6. A person with a PSAT score of 95 (the mean) should have an IQ score of approximately what? Is this a reasonable model to use for this prediction? Explain clearly.
(a) keep domain for $x$ between 70 and 115, and domain for $y$ between 90 and 128. (b) $r = 0.88$ (approx.) for $r^2 = 0.78$ as coefficient of determination. (c) $y = 0.86x + 26.42$. (d) $H_0 : \rho = 0$ with test statistic $t = 5.2759$. Critical value, $t(8) = 3.355$ at $\alpha = 0.01$. Reject $H_0$. The correlation regression model is significant. $p = 0.00075$. (e) PSAT score of 60 is outside the boundaries of the data set. This data cannot help predict for a PSAT score of 60. (f) This is a significant model and the PSAT score of 95 is within the boundaries of the sample data set. This is a reasonable model to predict: $y = 0.86(95) + 26.42 = 108$ (approximately). Note that the value of 108 is above the mean for the IQ test -- this type of result can happen.

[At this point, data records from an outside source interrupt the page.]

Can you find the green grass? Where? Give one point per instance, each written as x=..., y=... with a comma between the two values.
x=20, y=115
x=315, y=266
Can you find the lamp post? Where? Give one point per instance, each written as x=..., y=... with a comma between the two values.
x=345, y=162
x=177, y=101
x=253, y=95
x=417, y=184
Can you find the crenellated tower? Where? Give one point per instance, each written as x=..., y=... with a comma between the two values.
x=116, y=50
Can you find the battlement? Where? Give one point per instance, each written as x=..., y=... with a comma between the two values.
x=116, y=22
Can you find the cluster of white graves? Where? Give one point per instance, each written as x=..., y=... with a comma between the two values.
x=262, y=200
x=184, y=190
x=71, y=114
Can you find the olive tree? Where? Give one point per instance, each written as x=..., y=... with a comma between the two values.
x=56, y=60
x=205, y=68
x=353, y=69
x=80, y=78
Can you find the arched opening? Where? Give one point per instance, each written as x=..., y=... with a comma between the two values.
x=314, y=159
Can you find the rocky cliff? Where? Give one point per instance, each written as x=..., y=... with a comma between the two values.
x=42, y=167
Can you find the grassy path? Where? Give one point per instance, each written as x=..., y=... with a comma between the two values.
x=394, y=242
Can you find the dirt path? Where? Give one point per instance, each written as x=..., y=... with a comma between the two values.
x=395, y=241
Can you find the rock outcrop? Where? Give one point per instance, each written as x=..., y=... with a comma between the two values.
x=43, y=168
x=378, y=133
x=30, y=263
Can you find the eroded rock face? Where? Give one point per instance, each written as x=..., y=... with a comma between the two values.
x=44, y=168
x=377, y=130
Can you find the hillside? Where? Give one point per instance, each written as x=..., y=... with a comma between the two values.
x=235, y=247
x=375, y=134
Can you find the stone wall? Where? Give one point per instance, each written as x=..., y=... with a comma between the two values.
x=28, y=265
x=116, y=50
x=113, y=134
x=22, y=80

6. You have been asked to determine if one brand of fertilizer is better than another. Seedlings are obtained. Each grouping of seedlings has the same conditions except for the type fertilizer used. Growth (in inches) for fertilizer A, fertilizer B, and fertilizerC are recorded after 2 months. Answer using the following statistical model:

1. Create an ANOVA table, giving all important information (null hypotheses, test statistic, critical value, conclusion, interpretation). Remember to check for outliers. If there is an outlier, discard it prior to creating the ANOVA table since including an outlier could hinder evaluation. Make sure that the variances are not significantly different.
2. If there is at leas one significant difference between fertilizers, perform the appropriate difference of means tests for independent samples.
3. Which fertilizer would you suggest using?
4. For Type A there is an outlier of 3.0 that needs to be discarded and the mean and standard deviation recalculated. Type A (with outlier): mean is $5.233$, $s = 0.723$. Type A (without outlier): mean is $5.393$, $s = 0.389$. Type B : mean $5.827$, $s = 0.406$. Type C: mean $4.233$, $s = 0.385$. Variances are not significantly different. (Check this with the $F$-ratio, remember to square the standard deviation and place the larger number in the numerator.) ANOVA Table: $$\begin{array}{l|r|r|r|r|} & \textrm{Df} & \textrm{Sum Sq} & \textrm{Mean Sq} & \textrm{F value}\\\hline \textrm{Group (or Factor)} & 2 & 20.297 & 10.149 & 65.506^* \\\hline \textrm{Error (or Residual)} & 41 & 6.352 & 0.155 & \\\hline \textrm{Total} & 43 & 26.649 & & \\\hline \end{array}$$ ${}^*p = 1.7 \times 10^{-13}$, highly significant

7. For a random sample of 12 people, their initial weights and weight lost from a diet for one month (both in pounds) are recorded. (a) Draw a scatter diagram. Give the equation for the regression line and draw the regression line on the scatter diagram. (b) Is there a significant linear correlation between the two variables? Give the critical value for the test. (c) What is the best predicted weight loss for an individual with an initial weight of 165 pounds?

$\hat{y} = -18.15 + 0.2285x$; $H_0 : \rho = 0; t = 2.19$; Critical value for $\alpha = 0.05$, $t(10) = \pm 2.228$; Fail to reject the null hypothesis. There is not a significant linear correlation, therefore do not use the equation to predict. The best prediction would be the mean of $y$ which is $22.67$.